Александр Михайлович Левковский

– Мистер президент, – сказала она, – позвольте вручить вам заявление об увольнении.

Рузвельт молча смотрел на неё – на старого друга его семьи, на крёстную мать его сыновей, на женщину, бывшую его тенью вот уже более четверти века.

– Мистер президет, – дрожащим голосом промолвила она, – я не могла поступить иначе. Я догадывалась, что речь идёт о спасении людей. Я христианка, и моя христианская совесть не позволяет мне совершить предательство.

Рузвельт взял со стола заявление об увольнении и резким движением рук порвал его на мелкие части. Протянул обрывки Грейс и сказал:

– Выбросьте это.

Грейс Тулли обошла стол, нагнулась над сидящим президентом и поцеловала его в лоб.

– Спасибо, Фрэнк, – сказала она.

Глава 31. Генерал-майор Дроздов. Владивосток. Тюрьма "Вторая Речка".

Август 1943 года.

…Я пишу эти строки осенью 1992 года. Мне за восемьдесят, и меня одолевают тяжёлые болезни, которым никакие доктора не могут отыскать лечения. Моё сердце работает с трудом. Мои почки отказывают. Я почти полностью глухой и лишён способности самостоятельно передвигаться.

Я готов к концу.

Но память – моя проклятая память, которая должна была бы отказать! – так же ясна, как была она ясна двадцать, тридцать и сорок лет тому назад. Я оглядываюсь назад и вижу весь свой жизненный путь – и не нахожу ни единого светлого пятна на этой грязной ухабистой дороге.

Мне Богом были даны немалые способности, – но я пустил их на ветер. Меня судьба свела с прекрасной женщиной, – но я заслужил её презрение и потерял её. Я родил двух замечательных сыновей, – но один возненавидел меня, а другой был ко мне полупрезрительно равнодушен.

И главное – я был бесчестен! Я верой и правдой служил в самой грязной преступной организации, залитой кровью невинных жертв. Я лгал – и считал эту ложь оправданной. Я был сытым, когда мои соотечественники умирали от голода, – и я не чувствовал никаких угрызений совести.

Я посылал людей на смерть, не будучи уверенным, что они заслуживают смерти…

***

Алекса Грина я вывел на расстрел около полуночи.

…– Расстреливать надо обязательно ночью, Дима, – говорил мне осенью 42-го года Григорий Васильевич Пряхин.

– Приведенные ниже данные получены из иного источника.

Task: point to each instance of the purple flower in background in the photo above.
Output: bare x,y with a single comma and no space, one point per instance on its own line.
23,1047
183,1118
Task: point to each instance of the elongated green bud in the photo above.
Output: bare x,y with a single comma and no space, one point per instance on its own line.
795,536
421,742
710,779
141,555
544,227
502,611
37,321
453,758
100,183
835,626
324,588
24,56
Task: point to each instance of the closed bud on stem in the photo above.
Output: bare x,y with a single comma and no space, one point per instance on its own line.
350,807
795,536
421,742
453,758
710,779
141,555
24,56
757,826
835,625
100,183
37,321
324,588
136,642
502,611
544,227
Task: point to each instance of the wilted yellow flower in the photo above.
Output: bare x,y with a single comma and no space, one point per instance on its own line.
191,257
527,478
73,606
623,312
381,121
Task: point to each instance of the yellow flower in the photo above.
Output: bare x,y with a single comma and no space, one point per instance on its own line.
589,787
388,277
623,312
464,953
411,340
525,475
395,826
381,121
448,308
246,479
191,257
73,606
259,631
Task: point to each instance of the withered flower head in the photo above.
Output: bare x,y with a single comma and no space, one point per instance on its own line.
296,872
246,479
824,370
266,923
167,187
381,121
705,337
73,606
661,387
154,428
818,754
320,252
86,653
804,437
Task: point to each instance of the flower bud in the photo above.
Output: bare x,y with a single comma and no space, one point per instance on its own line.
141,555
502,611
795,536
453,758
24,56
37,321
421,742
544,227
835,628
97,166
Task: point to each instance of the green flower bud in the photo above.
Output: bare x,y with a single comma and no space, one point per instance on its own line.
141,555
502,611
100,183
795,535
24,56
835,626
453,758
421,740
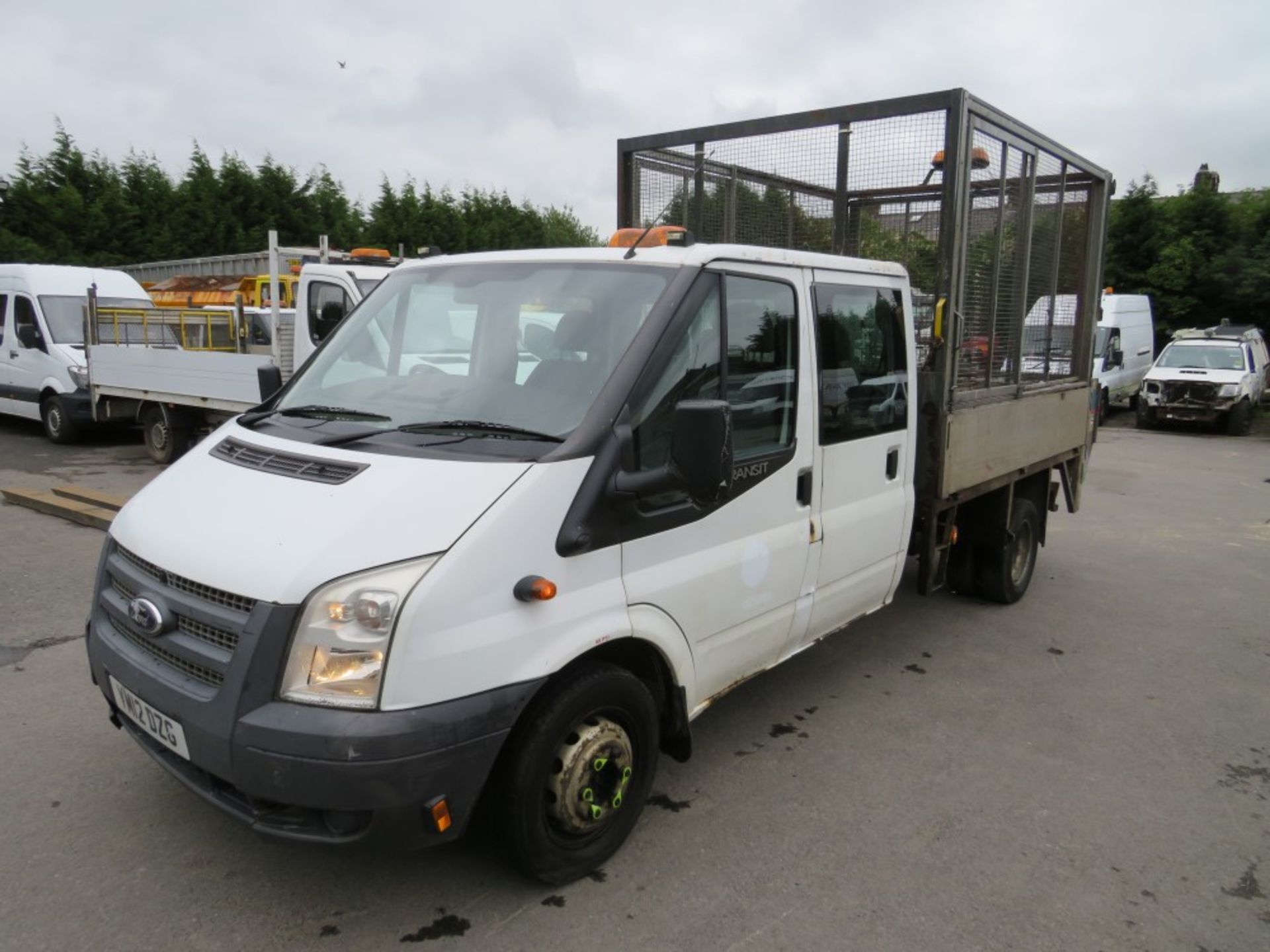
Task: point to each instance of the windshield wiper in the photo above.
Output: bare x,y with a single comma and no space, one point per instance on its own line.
478,426
316,411
440,426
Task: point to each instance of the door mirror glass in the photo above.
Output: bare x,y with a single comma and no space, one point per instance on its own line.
700,457
28,335
701,448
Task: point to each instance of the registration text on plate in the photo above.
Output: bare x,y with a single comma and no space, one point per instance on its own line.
153,721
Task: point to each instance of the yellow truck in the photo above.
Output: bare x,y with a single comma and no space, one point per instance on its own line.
222,290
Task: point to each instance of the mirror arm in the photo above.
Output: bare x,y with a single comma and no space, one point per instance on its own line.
646,483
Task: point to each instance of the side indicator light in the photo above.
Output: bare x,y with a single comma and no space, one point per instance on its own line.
440,811
535,588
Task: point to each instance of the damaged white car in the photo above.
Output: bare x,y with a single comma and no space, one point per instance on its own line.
1217,376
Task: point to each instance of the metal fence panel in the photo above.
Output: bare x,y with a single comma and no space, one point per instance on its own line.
1005,233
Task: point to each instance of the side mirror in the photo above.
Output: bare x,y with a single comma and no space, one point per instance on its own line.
700,455
28,335
270,377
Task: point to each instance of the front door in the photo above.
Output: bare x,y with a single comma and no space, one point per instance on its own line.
26,364
730,575
867,415
8,343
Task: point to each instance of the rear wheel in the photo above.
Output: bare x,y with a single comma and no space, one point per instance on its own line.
56,416
577,772
167,434
1238,422
1005,571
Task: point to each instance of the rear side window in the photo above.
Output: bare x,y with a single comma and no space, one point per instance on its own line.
328,303
861,358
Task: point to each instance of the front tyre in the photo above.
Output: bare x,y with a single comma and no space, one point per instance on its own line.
575,774
56,416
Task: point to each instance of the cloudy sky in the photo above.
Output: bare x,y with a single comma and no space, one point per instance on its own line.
531,97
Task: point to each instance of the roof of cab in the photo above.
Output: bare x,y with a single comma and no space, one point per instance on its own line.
698,254
70,280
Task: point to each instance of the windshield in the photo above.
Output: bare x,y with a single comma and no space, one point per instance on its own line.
1209,357
512,344
64,314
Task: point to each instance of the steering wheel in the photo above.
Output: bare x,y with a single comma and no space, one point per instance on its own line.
426,368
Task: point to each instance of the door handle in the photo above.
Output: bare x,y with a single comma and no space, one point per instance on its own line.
804,488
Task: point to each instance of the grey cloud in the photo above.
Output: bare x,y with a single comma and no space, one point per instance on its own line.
531,97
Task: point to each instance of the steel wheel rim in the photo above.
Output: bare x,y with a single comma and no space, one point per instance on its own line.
589,777
1020,555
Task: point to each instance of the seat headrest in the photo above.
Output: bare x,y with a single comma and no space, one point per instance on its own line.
577,331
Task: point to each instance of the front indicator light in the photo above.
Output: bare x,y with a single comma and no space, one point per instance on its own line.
342,641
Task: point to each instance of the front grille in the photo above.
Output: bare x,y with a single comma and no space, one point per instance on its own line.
206,633
210,634
302,467
194,670
218,597
1191,393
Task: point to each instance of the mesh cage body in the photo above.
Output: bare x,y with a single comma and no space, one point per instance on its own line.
1001,223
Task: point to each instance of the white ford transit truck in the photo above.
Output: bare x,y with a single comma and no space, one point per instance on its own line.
523,517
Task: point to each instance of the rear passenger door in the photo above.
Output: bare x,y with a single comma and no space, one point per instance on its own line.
867,415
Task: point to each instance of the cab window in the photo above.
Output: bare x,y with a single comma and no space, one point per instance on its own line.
24,315
861,361
328,303
755,323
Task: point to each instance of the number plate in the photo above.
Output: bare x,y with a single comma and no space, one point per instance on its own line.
153,721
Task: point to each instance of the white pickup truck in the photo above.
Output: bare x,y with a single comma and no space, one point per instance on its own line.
208,365
478,557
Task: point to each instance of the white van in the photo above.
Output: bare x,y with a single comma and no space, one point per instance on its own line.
42,367
468,559
1123,348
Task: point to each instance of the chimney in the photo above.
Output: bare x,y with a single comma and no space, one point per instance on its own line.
1206,180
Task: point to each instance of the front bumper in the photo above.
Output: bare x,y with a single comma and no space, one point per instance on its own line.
291,771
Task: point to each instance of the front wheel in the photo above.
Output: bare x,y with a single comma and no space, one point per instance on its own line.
1006,571
577,772
56,416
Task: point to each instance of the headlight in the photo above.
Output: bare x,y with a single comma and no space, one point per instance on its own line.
342,641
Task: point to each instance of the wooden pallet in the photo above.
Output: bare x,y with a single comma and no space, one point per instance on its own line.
85,507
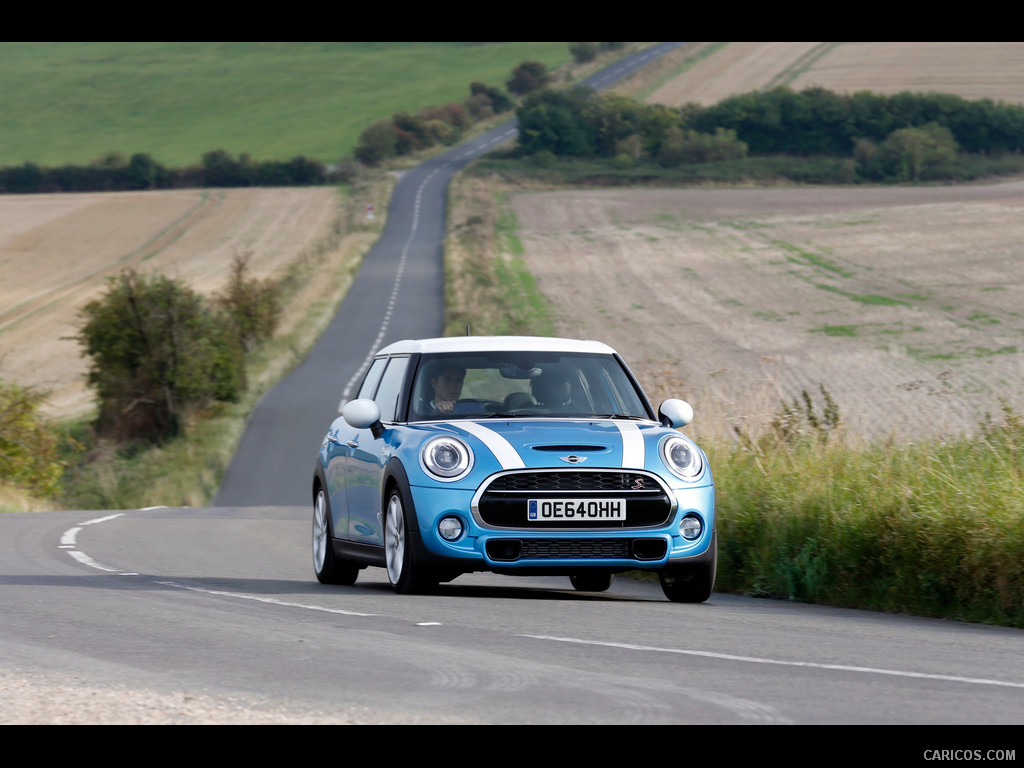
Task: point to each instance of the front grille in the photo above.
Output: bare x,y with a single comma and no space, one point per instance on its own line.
503,502
569,481
577,549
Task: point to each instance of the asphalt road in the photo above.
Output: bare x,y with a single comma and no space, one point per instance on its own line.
217,611
221,603
397,294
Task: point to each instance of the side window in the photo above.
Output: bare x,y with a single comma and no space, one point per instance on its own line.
390,388
373,376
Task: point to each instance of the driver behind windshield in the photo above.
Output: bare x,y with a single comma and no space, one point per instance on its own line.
446,386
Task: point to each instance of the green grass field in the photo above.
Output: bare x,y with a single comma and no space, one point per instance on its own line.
72,102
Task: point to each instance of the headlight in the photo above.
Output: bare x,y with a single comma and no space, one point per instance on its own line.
690,527
446,458
682,458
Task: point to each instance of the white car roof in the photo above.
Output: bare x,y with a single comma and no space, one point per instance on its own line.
496,344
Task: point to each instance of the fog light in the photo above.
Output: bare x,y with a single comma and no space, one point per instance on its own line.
690,526
450,528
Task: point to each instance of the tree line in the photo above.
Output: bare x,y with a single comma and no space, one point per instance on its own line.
115,172
886,137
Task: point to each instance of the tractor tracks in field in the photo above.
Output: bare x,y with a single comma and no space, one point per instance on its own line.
207,204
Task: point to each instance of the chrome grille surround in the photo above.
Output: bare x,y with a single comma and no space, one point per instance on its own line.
501,502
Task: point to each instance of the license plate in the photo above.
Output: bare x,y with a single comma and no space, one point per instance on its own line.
576,509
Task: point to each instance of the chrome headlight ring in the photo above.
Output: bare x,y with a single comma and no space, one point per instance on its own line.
445,458
682,458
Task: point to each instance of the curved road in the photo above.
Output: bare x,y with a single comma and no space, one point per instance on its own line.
220,605
214,615
397,294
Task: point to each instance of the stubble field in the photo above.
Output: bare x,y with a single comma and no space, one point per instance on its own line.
56,252
906,304
992,71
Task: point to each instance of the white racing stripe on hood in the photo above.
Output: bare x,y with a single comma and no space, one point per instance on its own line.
634,455
507,456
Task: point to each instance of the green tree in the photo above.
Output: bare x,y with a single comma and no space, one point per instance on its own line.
28,441
584,52
916,148
527,78
157,350
251,305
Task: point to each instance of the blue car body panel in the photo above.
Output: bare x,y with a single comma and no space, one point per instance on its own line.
546,529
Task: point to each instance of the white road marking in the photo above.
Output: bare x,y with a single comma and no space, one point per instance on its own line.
262,599
392,301
780,663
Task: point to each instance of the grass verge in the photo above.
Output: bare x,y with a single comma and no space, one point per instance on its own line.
931,528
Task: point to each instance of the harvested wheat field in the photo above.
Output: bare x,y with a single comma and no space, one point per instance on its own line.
992,71
906,304
56,252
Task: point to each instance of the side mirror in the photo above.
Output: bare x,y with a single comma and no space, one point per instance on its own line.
675,413
364,414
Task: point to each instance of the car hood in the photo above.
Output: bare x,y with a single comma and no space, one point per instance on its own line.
587,443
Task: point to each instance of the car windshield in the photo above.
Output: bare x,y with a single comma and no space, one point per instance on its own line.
523,384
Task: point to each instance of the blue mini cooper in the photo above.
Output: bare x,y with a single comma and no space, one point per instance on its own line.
512,455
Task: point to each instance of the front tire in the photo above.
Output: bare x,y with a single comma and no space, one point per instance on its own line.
403,571
691,585
329,567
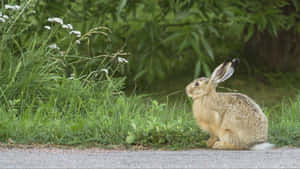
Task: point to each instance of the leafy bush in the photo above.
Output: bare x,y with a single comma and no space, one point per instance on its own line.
171,37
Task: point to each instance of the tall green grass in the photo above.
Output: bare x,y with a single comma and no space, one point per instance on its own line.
64,96
285,123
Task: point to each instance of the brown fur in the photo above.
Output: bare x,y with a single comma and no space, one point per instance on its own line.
233,120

Мы сидели с ним в московском ресторане "Националь", закусывая армянский коньяк самыми фантастическими блюдами, о которых я никогда не слыхал и даже не подозревал, что они существуют. Повторяю! – это была осень 42-й года, когда и я, и генерал Пряхин отлично знали, что страна погибает от голода, что в осаждённом Ленинграде полуживые люди поедают ещё тёплые трупы своих родственников, что родители забивают своих детей до полусмерти за потерянные месячные карточки на хлеб…

А нам было наплевать! – мы здесь, в тёплой, уютной кабине ресторана, пропитанного нежным запахом изысканной кухни, ели янтарную запеканку с раковыми шейками в сливочном соусе и поглощали мягчайшие кусочки блинчиков – и не просто блинов с обыкновенным мясом, а тающих на языке блинчиков с какой-то невообразимой дичью и брусникой. Было ли мне совестно, что я обжираюсь, а миллионы мрут – кто на фронте от пули, а кто в тылу от голода? Нет, нисколько!